【5月30日付編集日記】フラガール

 憧れの人が放つ一言が、途方もない影響力を持つことがある。イタリアの幻想文学作家カルヴィーノが宇宙の誕生を題材に書いた短編の主人公は、138億年前のビッグバンより前の状況を語り出す。全てはただ一点に存在していたと―

 ▼いわばみんな、すし詰め状態だった。ある日、誰もが憧れる存在だった女性がつぶやく。「ほんのちょっと空間があれば、皆さんにおいしいスパゲッティをこしらえてあげるのに」

 ▼その瞬間、見たことのない空間なるものを全員が思い浮かべた。それは実際に形を現し、急速に膨張を始めた。一つの言葉が空間という存在を生み出した空想の物語だ(「レ・コスミコミケ」早川書房)

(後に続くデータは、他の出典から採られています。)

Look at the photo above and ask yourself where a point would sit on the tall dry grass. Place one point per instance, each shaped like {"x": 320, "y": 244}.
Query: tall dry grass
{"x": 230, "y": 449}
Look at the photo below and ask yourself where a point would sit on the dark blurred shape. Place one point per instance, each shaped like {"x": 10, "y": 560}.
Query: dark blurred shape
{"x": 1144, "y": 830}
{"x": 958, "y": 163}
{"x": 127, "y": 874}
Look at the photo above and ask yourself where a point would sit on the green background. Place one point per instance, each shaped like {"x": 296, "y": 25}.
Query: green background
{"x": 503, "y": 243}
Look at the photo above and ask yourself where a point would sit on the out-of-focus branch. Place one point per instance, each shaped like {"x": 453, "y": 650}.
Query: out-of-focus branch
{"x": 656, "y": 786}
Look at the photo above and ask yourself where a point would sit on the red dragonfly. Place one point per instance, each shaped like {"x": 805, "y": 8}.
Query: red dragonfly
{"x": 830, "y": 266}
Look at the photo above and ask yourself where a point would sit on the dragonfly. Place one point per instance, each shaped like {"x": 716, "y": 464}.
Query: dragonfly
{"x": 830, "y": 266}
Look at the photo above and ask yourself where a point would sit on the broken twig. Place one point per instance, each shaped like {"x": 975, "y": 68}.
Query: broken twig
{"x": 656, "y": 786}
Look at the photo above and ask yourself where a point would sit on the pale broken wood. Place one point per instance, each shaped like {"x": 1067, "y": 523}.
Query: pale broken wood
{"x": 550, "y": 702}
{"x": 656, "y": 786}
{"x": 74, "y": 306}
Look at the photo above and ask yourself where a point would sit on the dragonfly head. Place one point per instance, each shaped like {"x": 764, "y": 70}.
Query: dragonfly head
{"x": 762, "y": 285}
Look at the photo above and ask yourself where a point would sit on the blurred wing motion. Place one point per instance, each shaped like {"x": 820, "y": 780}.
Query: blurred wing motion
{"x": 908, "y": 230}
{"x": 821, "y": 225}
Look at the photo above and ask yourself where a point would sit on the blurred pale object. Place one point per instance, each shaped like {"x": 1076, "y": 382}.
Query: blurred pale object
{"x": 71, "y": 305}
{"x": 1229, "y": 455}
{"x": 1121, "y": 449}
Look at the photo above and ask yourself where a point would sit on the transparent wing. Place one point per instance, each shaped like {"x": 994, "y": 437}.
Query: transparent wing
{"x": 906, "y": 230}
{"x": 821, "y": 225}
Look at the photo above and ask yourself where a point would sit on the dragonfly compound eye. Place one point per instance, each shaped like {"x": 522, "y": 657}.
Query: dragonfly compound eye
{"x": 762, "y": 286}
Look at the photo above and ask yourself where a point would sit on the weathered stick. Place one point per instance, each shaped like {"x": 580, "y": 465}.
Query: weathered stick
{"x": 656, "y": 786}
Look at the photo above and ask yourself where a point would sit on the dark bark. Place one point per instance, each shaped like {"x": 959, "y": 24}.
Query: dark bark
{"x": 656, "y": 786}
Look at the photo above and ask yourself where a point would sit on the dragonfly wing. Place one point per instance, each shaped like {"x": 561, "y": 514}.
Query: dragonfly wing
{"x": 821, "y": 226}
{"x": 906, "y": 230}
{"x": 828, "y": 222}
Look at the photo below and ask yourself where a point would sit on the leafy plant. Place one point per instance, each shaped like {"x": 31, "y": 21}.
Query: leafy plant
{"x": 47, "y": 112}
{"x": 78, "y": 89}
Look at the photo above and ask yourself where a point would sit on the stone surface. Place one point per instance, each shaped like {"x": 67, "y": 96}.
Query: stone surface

 ▼スパリゾートハワイアンズ(いわき市)のフラガールは本年度、「きずなスクール」と題した出前授業に取り組んでいる。震災の教訓継承などを目的に、自らの被災体験や当時のチームの活動を児童を前に語る

 ▼フラガールの凜(りん)とした姿に児童は目を輝かす。生まれる前に起きた震災の話はぴんとこないかもしれないが、憧れの人が語れば別だ。「自分の命は自分で守る。約束してくれますか」「はい!」。学校の体育館に子どもたちの声がはじけるように広がった。